Falando em alemão – língua nativa do Papa -, a presidente agradeceu a audiência ao Pontífice, e expressou a ele “o carinho de todos os chilenos”.

O encontro particular entre os dois transcorreu em espanhol e alemão. Em seguida, se juntaram à audiência os presidentes do Senado chileno, Eduardo Frei Ruiz-Tagle; da Corte Suprema do Chile, Enrique Tapia e da Câmara dos Deputados chilena, Patrício Walker, assim como o ministro de Relações Exteriores do país, Alejandro Foxley.

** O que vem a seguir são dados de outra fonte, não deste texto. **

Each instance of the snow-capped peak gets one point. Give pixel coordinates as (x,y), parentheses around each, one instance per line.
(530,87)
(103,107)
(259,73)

Também compareceram à reunião a deputada María Angélica Cristi; o empresário Ricardo Claro, e o presidente da Federação Nacional dos Trabalhadores do Petróleo do Chile, Jorge Matute.

A ativista Isolde Reuque, dirigente do Centro Cultural Mapuche, compareceu ao encontro com o Papa vestida com o traje típico dos mapuches, povo indígena do Chile.

A filha de Bachelet, Sofía, e o jogador de futebol Nicolás Medina, da seleção sub-20 chilena, também estavam na comitiva.

A presidente presenteou o Papa com uma escultura de artesanato popular que representa o carro alegórico da festa católica de Quasímodo, uma das mais tradicionais do Chile, além de um livro com fotografias de 40 igrejas chilenas.

Já o Papa presenteou Bachelet com a medalha do Pontificado e um rosário.

Após sua audiência com o Papa, Michelle Bachelet se reuniu com o secretário de Estado vaticano, o cardeal Tarcisio Bertone.

Bachelet, que volta hoje ao Chile, é a quinta presidente chilena a visitar o Vaticano, depois de Eduardo Frei Montalvo (1965), Patrício Aylwin (1991), Eduardo Frei Ruiz-Tagle (2000) e Ricardo Lagos (2002).